Nun hat Berlin einen politischen Scherbenhaufen angerichtet und rudert zurück und erklärt, dass es Soldaten zum Schutz von humanitären Lieferungen einsetzen könnte.

Ja glaubt Berlin denn allen Ernstes, dass der Schutz von humanitären Transporten nicht zu Verwicklungen in Kampfeinsätze führen wird?
Der Schutz von Transportlieferungen setzt die Bundeswehrsoldaten allen feindlichen Truppen direkt aus: feindliche Heckenschützen oder reguläre Truppen hätten ein leichtes Spiel, die Bundeswehrsoldaten hinterrücks in Fallen zu locken und auszuschalten.
Der Schutz von solchen Transporten wird zwar in Berlin als sogenannter humanitärer Einsatz von Kampfeinsätzen theoretisch unterschieden, in der Praxis jedoch sind gerade der Schutz von solchen Transporten eher unberechenbarer durchzuführen – und viel gefährlicher für die sie begleitenden Soldaten – als reguläre Kampfeinsätze.

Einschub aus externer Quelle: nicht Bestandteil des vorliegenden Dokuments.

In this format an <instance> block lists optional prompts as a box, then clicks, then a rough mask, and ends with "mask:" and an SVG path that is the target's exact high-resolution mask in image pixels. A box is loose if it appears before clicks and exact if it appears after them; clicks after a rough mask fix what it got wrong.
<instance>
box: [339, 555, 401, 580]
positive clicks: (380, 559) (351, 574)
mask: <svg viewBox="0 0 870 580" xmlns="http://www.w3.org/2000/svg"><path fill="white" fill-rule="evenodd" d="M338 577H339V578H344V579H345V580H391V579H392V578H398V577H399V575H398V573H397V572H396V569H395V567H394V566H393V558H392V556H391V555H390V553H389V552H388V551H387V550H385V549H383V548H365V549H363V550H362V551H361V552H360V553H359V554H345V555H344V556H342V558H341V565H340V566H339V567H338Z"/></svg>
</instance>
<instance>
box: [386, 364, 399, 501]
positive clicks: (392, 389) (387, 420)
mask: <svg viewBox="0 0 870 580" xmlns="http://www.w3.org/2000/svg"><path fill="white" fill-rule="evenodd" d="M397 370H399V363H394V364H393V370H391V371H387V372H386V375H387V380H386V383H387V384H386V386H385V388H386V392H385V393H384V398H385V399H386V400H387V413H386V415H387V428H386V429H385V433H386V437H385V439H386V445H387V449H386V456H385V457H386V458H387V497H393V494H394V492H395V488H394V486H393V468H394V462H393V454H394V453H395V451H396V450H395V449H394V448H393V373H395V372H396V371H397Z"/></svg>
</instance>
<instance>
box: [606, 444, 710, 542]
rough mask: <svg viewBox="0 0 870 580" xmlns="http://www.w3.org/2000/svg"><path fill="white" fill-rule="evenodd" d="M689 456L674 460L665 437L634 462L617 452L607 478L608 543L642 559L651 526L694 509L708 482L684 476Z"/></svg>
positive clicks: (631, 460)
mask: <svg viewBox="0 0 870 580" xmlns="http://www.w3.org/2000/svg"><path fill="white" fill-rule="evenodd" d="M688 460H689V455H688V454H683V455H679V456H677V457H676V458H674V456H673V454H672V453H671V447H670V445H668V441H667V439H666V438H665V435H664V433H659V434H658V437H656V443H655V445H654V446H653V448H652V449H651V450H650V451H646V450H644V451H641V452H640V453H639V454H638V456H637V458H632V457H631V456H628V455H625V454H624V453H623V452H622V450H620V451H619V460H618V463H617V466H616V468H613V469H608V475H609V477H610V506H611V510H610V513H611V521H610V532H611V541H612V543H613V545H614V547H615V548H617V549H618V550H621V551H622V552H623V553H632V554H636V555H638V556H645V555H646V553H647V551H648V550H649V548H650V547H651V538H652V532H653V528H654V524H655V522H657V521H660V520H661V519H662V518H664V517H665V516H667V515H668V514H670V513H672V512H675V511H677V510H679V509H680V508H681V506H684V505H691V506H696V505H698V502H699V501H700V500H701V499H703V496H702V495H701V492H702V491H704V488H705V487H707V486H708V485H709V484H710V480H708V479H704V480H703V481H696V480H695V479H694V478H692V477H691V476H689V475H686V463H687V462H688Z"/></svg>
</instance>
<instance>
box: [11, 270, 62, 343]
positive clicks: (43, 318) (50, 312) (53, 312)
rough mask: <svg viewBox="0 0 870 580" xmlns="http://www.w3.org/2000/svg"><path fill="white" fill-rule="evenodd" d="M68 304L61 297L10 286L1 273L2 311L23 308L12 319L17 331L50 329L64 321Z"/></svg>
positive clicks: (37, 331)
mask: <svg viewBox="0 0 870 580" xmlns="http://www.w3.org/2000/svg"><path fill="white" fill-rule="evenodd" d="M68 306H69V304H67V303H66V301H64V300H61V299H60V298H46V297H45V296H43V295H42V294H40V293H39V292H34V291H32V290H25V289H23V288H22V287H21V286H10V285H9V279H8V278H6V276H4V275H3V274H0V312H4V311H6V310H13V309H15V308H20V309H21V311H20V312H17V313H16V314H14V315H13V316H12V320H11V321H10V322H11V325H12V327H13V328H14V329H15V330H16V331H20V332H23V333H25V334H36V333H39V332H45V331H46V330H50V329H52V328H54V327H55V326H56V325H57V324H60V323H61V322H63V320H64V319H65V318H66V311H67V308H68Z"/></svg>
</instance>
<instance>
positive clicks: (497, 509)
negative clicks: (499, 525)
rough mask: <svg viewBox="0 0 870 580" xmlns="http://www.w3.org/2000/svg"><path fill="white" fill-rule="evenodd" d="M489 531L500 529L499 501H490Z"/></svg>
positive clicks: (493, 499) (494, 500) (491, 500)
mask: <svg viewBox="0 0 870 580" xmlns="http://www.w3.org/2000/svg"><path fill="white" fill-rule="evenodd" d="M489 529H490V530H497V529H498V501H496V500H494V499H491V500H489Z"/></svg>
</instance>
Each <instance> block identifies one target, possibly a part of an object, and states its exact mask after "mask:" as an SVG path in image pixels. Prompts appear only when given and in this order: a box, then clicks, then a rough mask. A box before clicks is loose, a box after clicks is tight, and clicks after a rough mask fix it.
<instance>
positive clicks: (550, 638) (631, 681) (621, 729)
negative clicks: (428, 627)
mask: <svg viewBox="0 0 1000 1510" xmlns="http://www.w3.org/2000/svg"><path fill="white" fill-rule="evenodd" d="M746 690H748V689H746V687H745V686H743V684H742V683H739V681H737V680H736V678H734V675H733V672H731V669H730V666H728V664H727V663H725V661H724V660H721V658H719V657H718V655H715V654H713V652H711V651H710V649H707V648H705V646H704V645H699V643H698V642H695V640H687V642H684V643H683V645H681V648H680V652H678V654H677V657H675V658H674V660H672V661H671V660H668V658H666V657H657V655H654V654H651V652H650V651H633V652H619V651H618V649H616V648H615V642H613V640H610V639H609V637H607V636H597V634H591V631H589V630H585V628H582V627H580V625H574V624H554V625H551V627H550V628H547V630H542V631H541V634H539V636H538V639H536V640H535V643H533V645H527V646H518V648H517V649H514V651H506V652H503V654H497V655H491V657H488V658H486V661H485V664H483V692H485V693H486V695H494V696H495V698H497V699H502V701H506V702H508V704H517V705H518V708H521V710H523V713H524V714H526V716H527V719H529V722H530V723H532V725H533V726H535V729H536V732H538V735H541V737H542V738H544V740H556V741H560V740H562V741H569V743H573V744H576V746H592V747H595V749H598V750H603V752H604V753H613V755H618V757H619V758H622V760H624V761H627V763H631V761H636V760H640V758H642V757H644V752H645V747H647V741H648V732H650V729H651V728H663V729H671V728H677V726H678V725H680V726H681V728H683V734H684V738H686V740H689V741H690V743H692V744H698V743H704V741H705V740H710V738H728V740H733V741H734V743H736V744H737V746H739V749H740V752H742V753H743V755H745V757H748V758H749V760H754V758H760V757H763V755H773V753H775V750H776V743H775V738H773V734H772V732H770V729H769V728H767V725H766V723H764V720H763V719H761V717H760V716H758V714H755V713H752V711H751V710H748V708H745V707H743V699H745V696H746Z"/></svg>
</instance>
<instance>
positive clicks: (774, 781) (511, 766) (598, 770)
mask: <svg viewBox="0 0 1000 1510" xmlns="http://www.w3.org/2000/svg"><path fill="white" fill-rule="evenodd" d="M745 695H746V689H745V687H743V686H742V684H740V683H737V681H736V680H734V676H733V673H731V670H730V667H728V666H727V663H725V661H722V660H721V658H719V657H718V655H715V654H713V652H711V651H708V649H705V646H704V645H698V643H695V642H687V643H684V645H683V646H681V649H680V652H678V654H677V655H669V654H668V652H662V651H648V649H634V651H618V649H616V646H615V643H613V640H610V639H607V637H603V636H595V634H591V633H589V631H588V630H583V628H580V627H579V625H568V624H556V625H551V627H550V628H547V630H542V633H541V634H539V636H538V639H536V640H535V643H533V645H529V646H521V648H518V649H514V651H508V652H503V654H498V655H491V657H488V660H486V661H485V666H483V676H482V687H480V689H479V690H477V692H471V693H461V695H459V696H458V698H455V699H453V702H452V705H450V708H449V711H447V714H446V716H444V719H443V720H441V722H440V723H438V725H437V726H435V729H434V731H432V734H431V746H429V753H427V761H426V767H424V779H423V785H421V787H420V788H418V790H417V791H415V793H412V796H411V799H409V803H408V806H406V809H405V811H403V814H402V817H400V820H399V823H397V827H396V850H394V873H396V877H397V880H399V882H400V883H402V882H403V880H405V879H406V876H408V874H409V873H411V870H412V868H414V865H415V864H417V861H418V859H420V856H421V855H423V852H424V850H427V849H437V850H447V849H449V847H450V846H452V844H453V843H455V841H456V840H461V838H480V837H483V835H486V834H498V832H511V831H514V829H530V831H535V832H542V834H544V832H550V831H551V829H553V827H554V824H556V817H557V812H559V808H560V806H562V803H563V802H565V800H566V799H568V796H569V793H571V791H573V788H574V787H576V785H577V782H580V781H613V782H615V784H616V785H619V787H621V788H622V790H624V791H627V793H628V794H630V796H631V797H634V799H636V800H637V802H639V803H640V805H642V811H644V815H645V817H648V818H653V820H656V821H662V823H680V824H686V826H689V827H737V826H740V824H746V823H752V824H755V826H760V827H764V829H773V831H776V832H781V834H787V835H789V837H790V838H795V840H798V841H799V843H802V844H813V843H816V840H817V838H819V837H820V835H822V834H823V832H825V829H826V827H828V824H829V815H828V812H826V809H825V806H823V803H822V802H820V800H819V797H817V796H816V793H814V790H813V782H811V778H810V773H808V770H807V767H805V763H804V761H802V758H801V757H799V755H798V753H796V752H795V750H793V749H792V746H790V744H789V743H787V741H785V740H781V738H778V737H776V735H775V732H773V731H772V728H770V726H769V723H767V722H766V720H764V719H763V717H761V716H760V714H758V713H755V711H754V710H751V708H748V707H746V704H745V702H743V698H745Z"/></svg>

Anstatt solch einen Zickzackkurs zu fahren und damit die Einheit der Nato und der EU aufs Spiel zu setzen, sollte Deutschland sich mit Frankreich und Großbritannien und den USA zusammenschliessen und endlich kurzen Prozess mit dem Gaddafi-Regime machen: nur ein richtiger militärischer Einsatz mit Nato-Bodentruppen macht einem jahrzehntelangen Bürgerkrieg einen Strich durch die Rechnung.

Die jetzigen Führer der USA und Deutschlands sind zu zauderhaft und begünstigen dadurch einen jahre- oder jahrzehntelangen Bürgerkrieg in Libyen.
Der Kurs der USA unter George W. Bush dagegen war kraftvoll, zielgerichtet und nachhaltig: durch den kompromisslosen und rigorosen Einsatz von Bodentruppen konnte vor allem im Irak eine einigermaßen funktionierende Demokratie installiert werden – zum Vorteil fast aller Gruppen mit Ausnahme der einheimischen irakischen Christen, die von fundamentalistischen Moslems als Aggressionspuffer stellvertretend für die westliche Expansionspolitik attackiert und verfolgt werden.
Auch das menschenverachtende Taliban-Regime konnte nur mit solch einem robusten Vorgehen verdrängt werden: seitdem können Frauen und Mädchen wieder in die Schulen gehen – und es bleibt zu hoffen, dass die Stabilität auch nach dem Abzug der Allierten aufrechterhalten bleiben kann.
Ebenso konnte ein Völkermord auf dem Balkan nur mit mutigem und robustem Einsatz von Natosoldaten beendet werden.

Unter diesem Blickwinkel scheint die Politik von George W. Bush – wenn er auch aus dem ideologischen Blickwinkel von europäischen Gutmenschen noch so attackiert worden ist – die besseren Ergebnisse zu bewerkstelligen.

Der Zickzackkurs der Bundesregierung dagegen ähnelt immer mehr demjenigen von Gerhard Schröders rot-grüner Regierung.
Von Merkels angekündigter Regierung „aus einem Guß“ ist nun ganz und gar nichts mehr zu sehen.

Sicher kann man einwenden, dass das Völkerrecht möglicherweise übertreten worden sei, doch das Menschenrecht sollte generell über dem Völkerrecht stehen.

Wer die Einhaltung der Menschenrechte einfordert, der muss auch notfalls dafür mit Gewaltanwendung gegen Dikatoren einstehen.

Sicherlich gibt es den berechtigten Einwand, man könne nicht überall auf der Welt einschreiten. Und bitte – wenn man dies nicht könne, warum sollte man gerade hier einschreiten?
Darauf kann man nur pragmatisch antworten: gerade weil es uns an Kapazitäten fehlt, alle Missstände auf der Erde zu beseitigen, müssen wir hier und da einschreiten und darauf hoffen, dass der Dominoeffekt wirkt.